Um neben Rauchern, Alkoholikern und Bild-Lesern nicht noch weitere Süchtige zu ächten, wurde ein wichtiger Schritt getan und eine große, aufstrebende Gruppe Abhängiger in die Gesellschaft integriert. Während manche im Bett nicht schlafen können, ohne zuvor im Halbdunkeln Chips ins Bett gekrümelt zu haben, verkrümeln sich Spielsüchtige im Halbdunkeln aus dem Bett, um mit Chips anderweitig ihr Glück zu finden: in Spielcasinos. War einst die Dunkelziffer derjenigen hoch, die von der Außenwelt abgeschottet über dubiose Online-Poker-Portale in den Ruin getrieben wurden, ist dank liberalisierter Glücksspielgesetze längst die Zeit angebrochen, die für Spielsüchtige ist wie vier Asse auf der Hand…

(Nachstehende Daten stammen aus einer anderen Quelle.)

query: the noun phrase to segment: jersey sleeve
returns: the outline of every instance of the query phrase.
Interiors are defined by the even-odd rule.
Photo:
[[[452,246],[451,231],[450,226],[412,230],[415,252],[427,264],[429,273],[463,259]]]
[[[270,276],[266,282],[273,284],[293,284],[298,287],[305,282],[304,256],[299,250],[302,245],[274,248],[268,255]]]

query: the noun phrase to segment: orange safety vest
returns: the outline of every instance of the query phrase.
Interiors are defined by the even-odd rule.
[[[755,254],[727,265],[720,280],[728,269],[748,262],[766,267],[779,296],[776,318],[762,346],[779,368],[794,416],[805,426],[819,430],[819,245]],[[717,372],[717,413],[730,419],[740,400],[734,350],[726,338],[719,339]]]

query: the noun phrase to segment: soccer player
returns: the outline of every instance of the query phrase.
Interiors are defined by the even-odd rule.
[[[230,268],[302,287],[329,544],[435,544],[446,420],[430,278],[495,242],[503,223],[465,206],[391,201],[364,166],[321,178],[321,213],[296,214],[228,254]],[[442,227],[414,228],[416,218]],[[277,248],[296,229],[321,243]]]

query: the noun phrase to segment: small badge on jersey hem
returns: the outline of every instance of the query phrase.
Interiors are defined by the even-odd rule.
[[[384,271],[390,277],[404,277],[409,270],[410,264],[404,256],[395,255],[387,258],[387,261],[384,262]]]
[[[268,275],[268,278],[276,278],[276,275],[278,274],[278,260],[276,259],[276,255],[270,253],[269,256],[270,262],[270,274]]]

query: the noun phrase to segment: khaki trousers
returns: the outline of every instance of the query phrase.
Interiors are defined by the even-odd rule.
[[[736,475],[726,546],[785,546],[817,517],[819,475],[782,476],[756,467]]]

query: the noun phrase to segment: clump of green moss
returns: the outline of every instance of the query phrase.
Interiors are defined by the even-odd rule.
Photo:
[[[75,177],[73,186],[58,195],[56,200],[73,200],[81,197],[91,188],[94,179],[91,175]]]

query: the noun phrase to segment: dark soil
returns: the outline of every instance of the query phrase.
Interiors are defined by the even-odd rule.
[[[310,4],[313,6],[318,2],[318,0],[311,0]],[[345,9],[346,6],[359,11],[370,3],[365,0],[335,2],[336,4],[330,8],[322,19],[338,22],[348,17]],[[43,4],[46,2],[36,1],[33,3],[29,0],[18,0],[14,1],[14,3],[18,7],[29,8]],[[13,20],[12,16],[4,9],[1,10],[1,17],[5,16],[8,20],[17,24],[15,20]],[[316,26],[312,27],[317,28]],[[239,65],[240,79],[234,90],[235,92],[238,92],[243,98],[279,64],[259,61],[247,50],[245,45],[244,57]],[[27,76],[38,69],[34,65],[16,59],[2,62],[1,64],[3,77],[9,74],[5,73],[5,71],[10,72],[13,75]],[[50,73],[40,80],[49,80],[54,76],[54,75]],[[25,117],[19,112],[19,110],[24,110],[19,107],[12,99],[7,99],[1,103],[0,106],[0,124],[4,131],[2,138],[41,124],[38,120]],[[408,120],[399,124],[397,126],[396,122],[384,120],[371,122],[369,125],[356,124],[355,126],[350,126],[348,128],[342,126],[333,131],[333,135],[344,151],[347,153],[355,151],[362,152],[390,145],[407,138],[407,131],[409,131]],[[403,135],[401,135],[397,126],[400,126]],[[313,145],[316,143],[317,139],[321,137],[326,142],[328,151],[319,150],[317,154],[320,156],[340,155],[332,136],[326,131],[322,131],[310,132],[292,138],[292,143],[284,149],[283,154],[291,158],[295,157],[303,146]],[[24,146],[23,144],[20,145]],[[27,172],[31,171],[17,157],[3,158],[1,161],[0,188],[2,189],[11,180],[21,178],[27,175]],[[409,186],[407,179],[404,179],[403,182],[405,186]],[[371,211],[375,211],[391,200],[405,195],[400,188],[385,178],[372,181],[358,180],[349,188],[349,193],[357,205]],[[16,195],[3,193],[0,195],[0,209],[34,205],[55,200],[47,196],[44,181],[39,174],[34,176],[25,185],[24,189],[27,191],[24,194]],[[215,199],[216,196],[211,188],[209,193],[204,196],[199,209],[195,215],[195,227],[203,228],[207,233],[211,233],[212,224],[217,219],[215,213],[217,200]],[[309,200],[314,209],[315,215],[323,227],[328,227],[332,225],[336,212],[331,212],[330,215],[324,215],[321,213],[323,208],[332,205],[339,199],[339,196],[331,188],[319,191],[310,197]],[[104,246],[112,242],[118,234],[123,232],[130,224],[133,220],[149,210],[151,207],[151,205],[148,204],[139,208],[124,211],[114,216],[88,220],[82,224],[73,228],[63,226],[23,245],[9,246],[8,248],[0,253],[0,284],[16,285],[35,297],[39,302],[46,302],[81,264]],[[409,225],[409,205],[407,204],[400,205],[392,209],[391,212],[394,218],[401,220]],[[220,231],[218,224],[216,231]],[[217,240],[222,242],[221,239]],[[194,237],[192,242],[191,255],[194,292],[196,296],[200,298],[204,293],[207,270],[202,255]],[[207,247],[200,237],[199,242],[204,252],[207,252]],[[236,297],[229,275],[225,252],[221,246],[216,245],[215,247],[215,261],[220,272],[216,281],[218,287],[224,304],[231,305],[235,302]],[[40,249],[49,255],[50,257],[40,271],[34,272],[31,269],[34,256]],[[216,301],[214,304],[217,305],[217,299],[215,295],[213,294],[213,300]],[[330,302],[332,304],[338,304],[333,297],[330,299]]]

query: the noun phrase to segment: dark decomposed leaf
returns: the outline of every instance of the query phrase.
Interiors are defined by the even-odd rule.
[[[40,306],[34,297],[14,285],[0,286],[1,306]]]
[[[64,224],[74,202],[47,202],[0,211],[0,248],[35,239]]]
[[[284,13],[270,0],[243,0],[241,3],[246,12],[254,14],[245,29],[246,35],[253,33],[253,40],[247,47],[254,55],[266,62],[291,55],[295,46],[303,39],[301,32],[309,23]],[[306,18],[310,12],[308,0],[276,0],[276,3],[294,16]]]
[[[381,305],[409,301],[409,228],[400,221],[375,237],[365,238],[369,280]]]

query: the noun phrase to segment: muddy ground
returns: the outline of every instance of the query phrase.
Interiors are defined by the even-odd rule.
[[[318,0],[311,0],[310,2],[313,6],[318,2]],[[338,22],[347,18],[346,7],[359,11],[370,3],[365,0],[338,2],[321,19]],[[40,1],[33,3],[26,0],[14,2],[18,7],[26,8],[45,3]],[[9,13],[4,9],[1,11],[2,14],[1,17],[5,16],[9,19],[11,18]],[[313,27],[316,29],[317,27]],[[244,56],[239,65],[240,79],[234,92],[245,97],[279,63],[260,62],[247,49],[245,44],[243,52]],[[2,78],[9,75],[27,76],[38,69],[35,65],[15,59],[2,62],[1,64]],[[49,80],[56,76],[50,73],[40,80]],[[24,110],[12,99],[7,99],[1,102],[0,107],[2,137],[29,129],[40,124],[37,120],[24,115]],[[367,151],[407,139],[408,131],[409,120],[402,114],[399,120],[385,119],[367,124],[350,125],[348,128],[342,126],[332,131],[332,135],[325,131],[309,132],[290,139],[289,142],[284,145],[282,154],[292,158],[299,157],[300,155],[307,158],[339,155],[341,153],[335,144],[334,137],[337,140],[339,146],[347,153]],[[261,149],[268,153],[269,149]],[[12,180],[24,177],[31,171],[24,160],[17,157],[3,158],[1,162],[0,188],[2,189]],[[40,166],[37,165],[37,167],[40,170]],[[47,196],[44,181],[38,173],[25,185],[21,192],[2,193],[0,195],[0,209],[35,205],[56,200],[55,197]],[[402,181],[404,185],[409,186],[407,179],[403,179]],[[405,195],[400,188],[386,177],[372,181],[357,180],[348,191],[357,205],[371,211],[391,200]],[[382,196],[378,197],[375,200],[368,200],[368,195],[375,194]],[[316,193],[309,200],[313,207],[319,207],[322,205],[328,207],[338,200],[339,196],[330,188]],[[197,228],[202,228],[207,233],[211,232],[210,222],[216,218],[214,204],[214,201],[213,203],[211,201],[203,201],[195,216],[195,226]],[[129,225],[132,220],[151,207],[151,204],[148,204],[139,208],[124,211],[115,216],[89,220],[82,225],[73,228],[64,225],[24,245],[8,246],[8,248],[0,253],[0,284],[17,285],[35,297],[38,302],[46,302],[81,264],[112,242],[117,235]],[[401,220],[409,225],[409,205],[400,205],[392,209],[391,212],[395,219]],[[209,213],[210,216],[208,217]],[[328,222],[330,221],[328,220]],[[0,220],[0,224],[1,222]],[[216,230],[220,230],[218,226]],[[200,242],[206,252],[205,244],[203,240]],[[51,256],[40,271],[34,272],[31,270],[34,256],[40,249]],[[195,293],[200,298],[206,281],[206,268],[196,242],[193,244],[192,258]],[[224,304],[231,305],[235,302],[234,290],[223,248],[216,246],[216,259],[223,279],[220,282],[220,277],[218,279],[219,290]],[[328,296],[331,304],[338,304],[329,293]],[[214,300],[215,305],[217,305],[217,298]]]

Seitdem es möglich ist, in jeder Baustellentoilette offiziell eine Spielhalle zu eröffnen, ist es gelungen, zuvor in einem Teufelskreis aus Einsamkeit und Pizzaservice gefangene Abhängige zusammen zu führen. Nicht länger müssen Spielsüchtige wortlos und apathisch vorm heimischen Computer sitzen, sondern können dies mit Gleichgesinnten in Spielotheken. Gerade Bankangestellte nehmen die Chance dankend an, ihr Talent, Geld zu vernichten, auch in der Freizeit nutzen zu können. Anders als Raucher, die wegen ihrer Sucht bei Minusgraden vor die Kneipen getrieben wurden, stehen Spielsüchtigen warme Zufluchtsorte zur Verfügung; zumindest so lange, bis die Kasse leer ist…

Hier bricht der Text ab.